Tercatat pada tahun 1998 ekspor hasil sirip ikan hiu di Indonesia ke berbagai negara mencapai 95.502.000 kg. Nilai ekonomi ikan hiu yang tinggi terkait dengan rasanya yang enak dan kandungannya sebagai bahan baku obat. Khasiat obat dari sirip hiu dikaitkan dengan adanya zat aktif pada tulang rawannya. Bukti ilmiah mula mula oleh Langer R yang melaporkan bahwa tulang rawan mempunyai daya anti neovaskularisasi, dan kemudian Lee A melaporkan bahwa tulang rawan dari ikan hiu kepala martil memiliki zat anti angiogenesis. Angiogenesis adalah proses pembentukan pembuluh darah baru yang dalam tumor berguna untuk memasok nutrisi bagi pertumbuhan tumor. Dengan demikian ada dugaan bahwa ikan hiu jenis yang lain juga mempunyai aktivitas anti angiogenesis meskipun mungkin kadarnya yang berbeda.

Kondisi tersebut menjadikan perburuan terhadap ikan hiu sangat gencar dilakukan di beberapa wilayah di Indonesia. Nelayan mengambil sirip ikan hiu dan untuk di ekspor ke luar negeri, seperti China, Taiwan, Hongkong, Jepang dan Korea. Sekitar 15 persen dari seluruh pasokan sirip hiu dan di dunia berasal dari Indonesia. Wilayah perburuan hiu terbesar di Indonesia terletak di perairan Raja Ampat dimana hampir 7 juta ekor ditangkap setiap tahunnya. Pada umumnya hiu di kawasan Raja Ampat diburu dan ditangkap oleh nelayan untuk diperjualbelikan terutama sirip hiu dimana Sirip-sirip hitam dijual hingga harga Rp 1 juta per kilogram, sementara sirip hiu yang berwarna putih di ujung dijual dengan harga Rp 1,5 juta per kilogram.

Tingginya permintaan pasar terhadap sirip hiu menyebabkan spesies tersebut terancam punah. Terlebih jika melihat siklus reproduksi ikan hiu yang cukup lama dan jumlah anak yang dilahirkan sangat sedikit. Siklus reproduksi hiu terbilang cukup panjang dan lama. Ikan hiu menjadi dewasa setelah tujuh sampai 15 tahun dan hanya melahirkan anak satu kali dalam dua sampai tiga tahun dengan jumlah anak antara satu sampai sepuluh. Spesies yang terancam punah ini merupakan jenis top predator atau posisi puncak dalam rantai makanan.
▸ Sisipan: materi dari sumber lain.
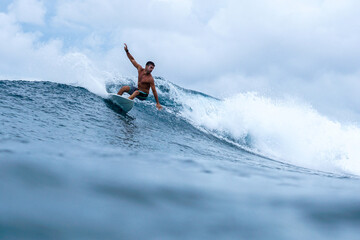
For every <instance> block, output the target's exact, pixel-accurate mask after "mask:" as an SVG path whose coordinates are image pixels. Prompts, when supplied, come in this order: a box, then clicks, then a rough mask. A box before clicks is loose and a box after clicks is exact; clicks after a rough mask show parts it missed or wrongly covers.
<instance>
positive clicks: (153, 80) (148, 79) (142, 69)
mask: <svg viewBox="0 0 360 240" xmlns="http://www.w3.org/2000/svg"><path fill="white" fill-rule="evenodd" d="M153 82H154V78H153V77H152V75H151V73H147V72H146V70H145V69H144V68H141V69H140V70H139V77H138V88H139V90H140V91H143V92H146V93H149V91H150V85H151V83H153Z"/></svg>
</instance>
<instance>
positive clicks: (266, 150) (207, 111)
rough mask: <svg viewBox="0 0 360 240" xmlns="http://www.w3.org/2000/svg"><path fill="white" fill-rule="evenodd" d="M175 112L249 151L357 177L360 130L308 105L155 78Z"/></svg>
mask: <svg viewBox="0 0 360 240" xmlns="http://www.w3.org/2000/svg"><path fill="white" fill-rule="evenodd" d="M158 82H160V84H161V85H160V89H161V90H163V92H162V95H165V96H166V99H168V100H170V101H171V102H174V103H176V105H174V106H176V107H175V108H174V109H173V110H174V111H176V112H180V115H181V116H182V117H183V118H184V119H186V120H187V121H188V122H189V123H190V124H192V125H193V126H195V127H197V128H199V129H202V130H205V131H206V132H207V133H211V134H213V135H214V136H217V137H219V138H220V139H223V140H227V141H229V142H231V143H234V144H236V145H238V146H241V147H242V148H243V149H246V150H248V151H250V152H253V153H256V154H260V155H263V156H265V157H268V158H272V159H275V160H278V161H282V162H286V163H290V164H295V165H298V166H302V167H307V168H312V169H317V170H323V171H330V172H337V173H351V174H356V175H360V160H359V159H360V149H359V148H358V146H360V128H359V126H358V125H356V124H353V125H349V124H348V125H342V124H341V123H339V122H335V121H332V120H330V119H328V118H326V117H325V116H322V115H320V114H319V113H318V112H316V110H314V109H313V108H312V107H311V106H309V105H306V104H302V103H299V102H296V101H294V100H291V99H287V100H280V99H275V100H274V99H270V98H266V97H262V96H259V95H258V94H256V93H242V94H237V95H235V96H231V97H228V98H225V99H223V100H219V99H215V98H212V97H210V96H207V95H205V94H202V93H199V92H194V91H189V90H185V89H182V88H180V87H178V86H176V85H174V84H172V83H170V82H167V81H165V80H164V79H161V78H160V79H158Z"/></svg>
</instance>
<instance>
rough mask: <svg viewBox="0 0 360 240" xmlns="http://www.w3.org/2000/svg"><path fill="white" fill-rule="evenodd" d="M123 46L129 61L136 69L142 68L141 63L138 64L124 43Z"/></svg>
mask: <svg viewBox="0 0 360 240" xmlns="http://www.w3.org/2000/svg"><path fill="white" fill-rule="evenodd" d="M124 45H125V47H124V50H125V52H126V55H127V56H128V58H129V60H130V62H131V63H132V64H133V65H134V67H136V69H137V70H140V69H142V67H141V65H140V64H138V63H137V62H136V61H135V58H134V57H133V56H132V55H131V54H130V53H129V49H128V48H127V45H126V43H124Z"/></svg>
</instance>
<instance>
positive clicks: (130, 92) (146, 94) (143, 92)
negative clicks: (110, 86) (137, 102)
mask: <svg viewBox="0 0 360 240" xmlns="http://www.w3.org/2000/svg"><path fill="white" fill-rule="evenodd" d="M135 91H139V95H137V96H136V98H137V99H139V100H141V101H144V100H146V99H147V97H148V96H149V94H148V93H146V92H143V91H140V90H139V89H138V88H137V87H134V86H131V87H130V90H129V91H128V93H129V94H130V95H131V94H133V93H134V92H135Z"/></svg>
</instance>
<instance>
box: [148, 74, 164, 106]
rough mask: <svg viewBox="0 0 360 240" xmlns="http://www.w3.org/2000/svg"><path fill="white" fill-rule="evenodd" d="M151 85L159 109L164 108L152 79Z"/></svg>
mask: <svg viewBox="0 0 360 240" xmlns="http://www.w3.org/2000/svg"><path fill="white" fill-rule="evenodd" d="M150 87H151V91H153V94H154V97H155V101H156V107H157V109H159V110H160V109H162V106H161V105H160V103H159V97H158V95H157V92H156V88H155V83H154V81H152V83H150Z"/></svg>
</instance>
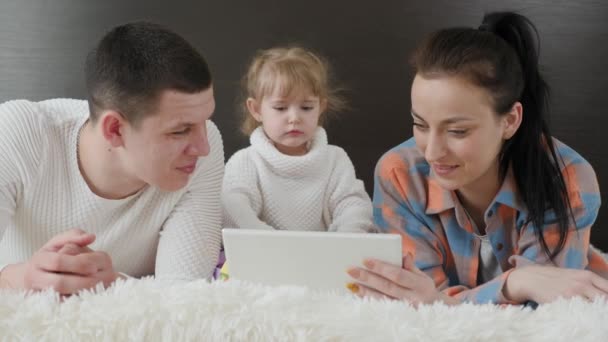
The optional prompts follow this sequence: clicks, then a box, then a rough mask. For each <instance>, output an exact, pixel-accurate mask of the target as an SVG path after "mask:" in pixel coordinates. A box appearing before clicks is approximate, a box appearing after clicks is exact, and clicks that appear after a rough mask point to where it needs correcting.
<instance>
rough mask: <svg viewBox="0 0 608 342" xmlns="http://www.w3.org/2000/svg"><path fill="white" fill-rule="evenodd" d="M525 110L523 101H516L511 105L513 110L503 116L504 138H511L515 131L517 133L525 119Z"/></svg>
mask: <svg viewBox="0 0 608 342" xmlns="http://www.w3.org/2000/svg"><path fill="white" fill-rule="evenodd" d="M523 111H524V108H523V106H522V104H521V102H515V103H514V104H513V106H512V107H511V110H510V111H509V112H508V113H507V114H506V115H503V116H502V120H503V123H504V131H503V139H505V140H508V139H511V138H512V137H513V136H514V135H515V133H517V130H518V129H519V126H521V121H522V119H523V115H524V113H523Z"/></svg>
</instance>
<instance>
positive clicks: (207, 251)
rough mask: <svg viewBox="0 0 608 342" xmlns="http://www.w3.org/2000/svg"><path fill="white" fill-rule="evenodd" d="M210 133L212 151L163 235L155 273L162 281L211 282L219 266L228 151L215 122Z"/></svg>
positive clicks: (179, 204)
mask: <svg viewBox="0 0 608 342" xmlns="http://www.w3.org/2000/svg"><path fill="white" fill-rule="evenodd" d="M207 129H208V132H209V145H210V148H211V151H210V153H209V155H208V156H206V157H203V158H200V159H199V161H198V163H197V169H198V170H197V171H196V172H195V175H194V176H193V178H192V179H191V180H190V182H189V184H188V185H187V186H188V189H187V190H186V192H185V193H184V195H183V196H182V198H181V199H180V200H179V202H178V203H177V205H176V206H175V208H174V209H173V212H172V213H171V214H170V216H169V217H168V218H167V220H166V222H165V223H164V225H163V229H162V231H161V233H160V234H161V236H160V241H159V245H158V251H157V256H156V272H155V273H156V277H157V278H158V279H178V280H193V279H198V278H207V279H208V278H210V277H211V276H212V273H213V270H214V268H215V266H216V264H217V260H218V257H219V252H220V246H221V238H222V237H221V222H222V214H221V204H220V193H221V187H222V177H223V175H224V147H223V144H222V139H221V135H220V133H219V131H218V129H217V127H216V126H215V125H214V124H213V123H212V122H211V121H207Z"/></svg>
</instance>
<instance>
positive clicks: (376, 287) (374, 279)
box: [347, 253, 456, 306]
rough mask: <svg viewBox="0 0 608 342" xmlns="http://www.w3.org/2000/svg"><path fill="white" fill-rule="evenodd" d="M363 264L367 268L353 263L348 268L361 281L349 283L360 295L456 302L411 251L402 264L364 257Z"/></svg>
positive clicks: (454, 302) (413, 301) (416, 303)
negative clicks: (438, 300) (350, 283)
mask: <svg viewBox="0 0 608 342" xmlns="http://www.w3.org/2000/svg"><path fill="white" fill-rule="evenodd" d="M363 265H364V266H365V268H360V267H353V268H351V269H349V270H348V271H347V273H348V274H349V275H350V276H351V277H353V278H354V279H356V280H357V281H358V283H356V284H348V285H347V287H348V288H349V289H350V290H351V291H352V292H354V293H356V294H357V295H358V296H361V297H367V296H369V297H376V298H382V297H385V298H386V297H388V298H392V299H399V300H405V301H407V302H409V303H411V304H413V305H415V306H417V305H418V304H424V303H433V302H435V301H438V300H439V301H444V302H446V303H448V304H451V303H455V302H456V300H455V299H453V298H451V297H449V296H447V295H445V294H443V293H442V292H440V291H439V290H437V288H436V287H435V282H434V281H433V279H431V277H429V276H428V275H426V274H425V273H424V272H422V271H421V270H420V269H418V268H417V267H416V266H415V265H414V258H413V256H412V255H411V254H410V253H408V254H407V255H406V256H405V257H404V258H403V267H398V266H395V265H391V264H388V263H386V262H382V261H379V260H365V261H364V262H363Z"/></svg>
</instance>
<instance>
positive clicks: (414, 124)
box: [413, 122, 427, 131]
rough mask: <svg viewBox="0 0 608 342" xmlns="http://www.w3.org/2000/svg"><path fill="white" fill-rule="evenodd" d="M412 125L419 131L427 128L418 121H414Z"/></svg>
mask: <svg viewBox="0 0 608 342" xmlns="http://www.w3.org/2000/svg"><path fill="white" fill-rule="evenodd" d="M413 125H414V128H415V129H417V130H419V131H424V130H426V129H427V127H426V126H425V125H423V124H421V123H418V122H414V123H413Z"/></svg>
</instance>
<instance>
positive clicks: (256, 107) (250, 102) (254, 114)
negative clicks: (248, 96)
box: [245, 97, 262, 122]
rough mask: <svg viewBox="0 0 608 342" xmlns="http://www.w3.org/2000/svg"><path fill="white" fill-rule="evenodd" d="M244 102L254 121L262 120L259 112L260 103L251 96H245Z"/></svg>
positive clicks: (255, 99)
mask: <svg viewBox="0 0 608 342" xmlns="http://www.w3.org/2000/svg"><path fill="white" fill-rule="evenodd" d="M245 104H246V105H247V110H248V111H249V114H251V116H253V118H254V119H255V121H257V122H262V115H261V114H260V103H259V102H258V101H257V100H256V99H254V98H253V97H249V98H247V101H246V102H245Z"/></svg>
Artinya, penangkapan dan perburuan besar-besaran terhadap hiu menyebabkan terganggunya keseimbangan rantai makanan dalam ekosistem laut. Ikan-ikan karnivora yang biasanya dimangsa oleh hiu akan bertambah banyak sehingga ikan-ikan kecil akan menurun jumlahnya secara drastis. Akibatnya, alga yang biasa dimakan oleh ikan-ikan kecil akan bertambah banyak dan mengganggu kesehatan karang. Ketika terumbu karang rusak, ikan-ikan kecil terancam punah, demikian pun ikan-ikan besar. Dengan kata lain, berkurangnya populasi hiu dan dalam jumlah banyak akan berdampak negatif bagi ketahanan pangan.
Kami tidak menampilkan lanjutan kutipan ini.